L'ennui chassé par le style
J'ai vu "Volver". Pour les chagrins qui n'ont pas aimé le film, passez votre chemin, vous ne trouverez pas ici d'eau pour votre moulin.
Avant tout, mention spéciale pour les trouvailles de la costumière du film. Pénélope Cruz paraît dans une succession de tenues impossibles et expréssément trop petites pour elle, ce qui lui donne à la fois l'air d'une dinde, et d'une bombe ! Et que dire de l'apparition de Carmen Maura, portant des mi-bas sous le genoux et la blouse des femmes qui vivent à la campagne et travaillent à la maison.
Une silhouette, et les personnages sont posés. C'est ça le style.
Et Almodovar, il a le sien. Comme un écrivain ou un peintre, on reconnaît sa patte : son univers coloré et baroque, ses envolées oniriques, son optimisme déséspéré, et sa façon à lui de parler de la mort, de la maladie, de l'inceste.
Des femmes aussi. Vieille, grosse, maigre, sexy, volée, trompée, adulée, jalouse ou exploitée, les femmes sont au centre de son oeuvre. La femme est l'alpha et l'omega OK, mais Almodovar est un hyper réaliste qui ne se laisse pas prendre à une image béate. Au contraire, les traits féroce soulignent avec subtilité comment les femmes sont solidaires dans les limites de leur adversité... (la mère à la fille : "t'as toujours eu d'aussi gros seins ma fille ?", tellement saignant, jubilatoire !)

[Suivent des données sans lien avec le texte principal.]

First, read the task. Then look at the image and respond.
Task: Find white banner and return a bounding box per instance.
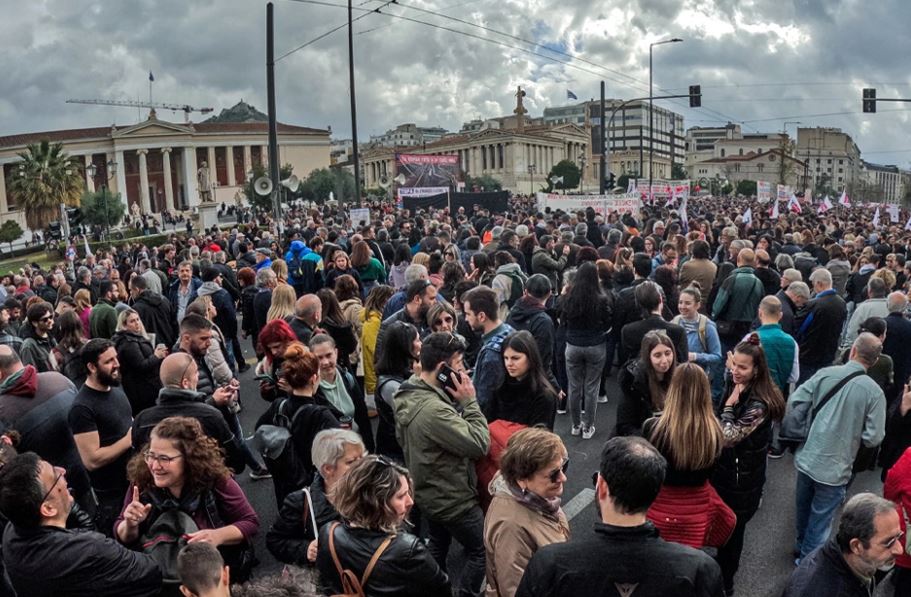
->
[537,193,642,215]
[349,207,370,226]
[756,180,772,203]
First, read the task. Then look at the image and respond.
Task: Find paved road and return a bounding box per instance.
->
[230,341,882,597]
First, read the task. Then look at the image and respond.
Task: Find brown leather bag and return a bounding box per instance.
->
[329,522,395,597]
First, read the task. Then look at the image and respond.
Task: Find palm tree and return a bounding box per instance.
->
[10,140,85,230]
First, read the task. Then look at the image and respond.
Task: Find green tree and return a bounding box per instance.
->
[547,160,582,193]
[671,162,687,180]
[10,140,85,230]
[737,180,756,197]
[465,174,503,191]
[80,191,127,228]
[0,220,24,253]
[244,164,303,211]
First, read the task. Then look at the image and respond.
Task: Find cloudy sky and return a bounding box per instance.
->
[0,0,911,167]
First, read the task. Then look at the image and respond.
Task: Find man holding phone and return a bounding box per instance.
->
[395,332,490,596]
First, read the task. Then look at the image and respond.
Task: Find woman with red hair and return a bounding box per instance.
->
[254,319,297,402]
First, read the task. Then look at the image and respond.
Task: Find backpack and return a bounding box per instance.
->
[500,271,527,309]
[329,522,395,597]
[254,398,312,494]
[139,508,199,587]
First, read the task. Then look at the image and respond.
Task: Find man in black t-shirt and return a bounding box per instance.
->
[69,338,133,536]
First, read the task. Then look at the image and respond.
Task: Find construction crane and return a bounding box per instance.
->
[66,99,213,122]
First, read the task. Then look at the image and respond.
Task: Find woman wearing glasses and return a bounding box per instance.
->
[114,417,259,580]
[316,456,452,597]
[484,428,569,597]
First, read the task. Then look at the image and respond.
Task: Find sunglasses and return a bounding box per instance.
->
[547,458,569,483]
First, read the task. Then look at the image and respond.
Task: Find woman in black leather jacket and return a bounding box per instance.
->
[712,334,785,593]
[316,456,451,597]
[266,429,365,566]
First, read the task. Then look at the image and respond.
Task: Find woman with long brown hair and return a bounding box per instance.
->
[114,417,259,579]
[614,330,677,435]
[712,334,785,593]
[642,363,736,549]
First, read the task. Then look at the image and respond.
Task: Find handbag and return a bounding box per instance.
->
[778,371,866,445]
[329,522,394,597]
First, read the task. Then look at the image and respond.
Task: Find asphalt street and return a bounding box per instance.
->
[232,340,882,597]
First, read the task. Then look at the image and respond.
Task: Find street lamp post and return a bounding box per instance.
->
[85,160,117,239]
[648,37,683,199]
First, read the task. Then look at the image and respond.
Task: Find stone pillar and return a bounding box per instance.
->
[161,147,177,210]
[85,154,95,193]
[114,151,130,208]
[206,145,218,185]
[225,145,237,187]
[136,149,152,214]
[244,145,253,179]
[183,146,199,207]
[0,164,9,213]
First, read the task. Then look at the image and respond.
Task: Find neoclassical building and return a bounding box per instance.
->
[0,112,330,228]
[361,124,598,193]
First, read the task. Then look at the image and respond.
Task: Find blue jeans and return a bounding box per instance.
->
[796,471,847,559]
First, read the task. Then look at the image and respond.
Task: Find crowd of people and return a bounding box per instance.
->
[0,196,911,597]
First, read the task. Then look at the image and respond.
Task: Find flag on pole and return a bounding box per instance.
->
[743,207,753,226]
[838,189,851,207]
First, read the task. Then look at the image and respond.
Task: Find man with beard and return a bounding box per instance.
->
[69,338,133,536]
[462,286,513,409]
[783,493,905,597]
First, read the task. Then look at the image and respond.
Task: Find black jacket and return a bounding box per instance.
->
[620,314,690,363]
[794,290,848,367]
[111,330,161,417]
[782,539,873,597]
[516,522,723,597]
[614,359,656,435]
[132,388,246,475]
[133,289,177,346]
[712,384,772,516]
[316,524,452,597]
[506,297,562,388]
[3,524,161,597]
[266,473,341,566]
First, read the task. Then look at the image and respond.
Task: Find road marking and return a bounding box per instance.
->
[563,487,595,520]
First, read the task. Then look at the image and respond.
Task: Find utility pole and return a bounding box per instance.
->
[342,0,361,207]
[264,2,284,236]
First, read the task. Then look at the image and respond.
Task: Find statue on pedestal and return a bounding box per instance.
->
[196,162,214,203]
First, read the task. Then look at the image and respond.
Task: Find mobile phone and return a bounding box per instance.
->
[437,364,462,392]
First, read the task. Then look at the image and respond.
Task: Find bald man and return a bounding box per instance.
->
[132,352,246,474]
[288,294,323,344]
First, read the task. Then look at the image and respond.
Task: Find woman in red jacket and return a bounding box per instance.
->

Du peuple espagnol enfin qui, par sa vitalité, survit à tout, debout. Le franquisme est derrière lui, vive la liberté !
Pour moi, le style Almodovar c'est la liberté partout et toujours, dans la fantaisie, la couleur, l'outrance : la parole est libre, les sentiments sont libres, les êtres sont libres.
La conscience de cette liberté fonde l'optimisme acharné qui fait l'aura des films de Pedro Almodovar. En voyant ses films, j'ai toujours le sentiment qu'il n'a pas fini d'épuiser le plaisir de goûter à cette liberté. Et tant mieux, ça fait sa fraîcheur.
Sagan disait "le style, c'est quoi ? c'est une petite musique".
"Volver", la chanson éponyme du film éclate comme un coup de révolver. Le play-back est ici une co-interprétation, tant la gestuelle de Pénélope Cruz est en phase avec la violence du ton d'Estrella Morente, de la musique flamenca, de la revanche à prendre sur la vie.
Je ne vais plus que très rarement au cinéma, c'est même devenu exceptionnel tant les films d'aujourd'hui m'ennuient, je les trouve toujours trop longs. Mais quand y'a du style, l'ennui s'enfuit.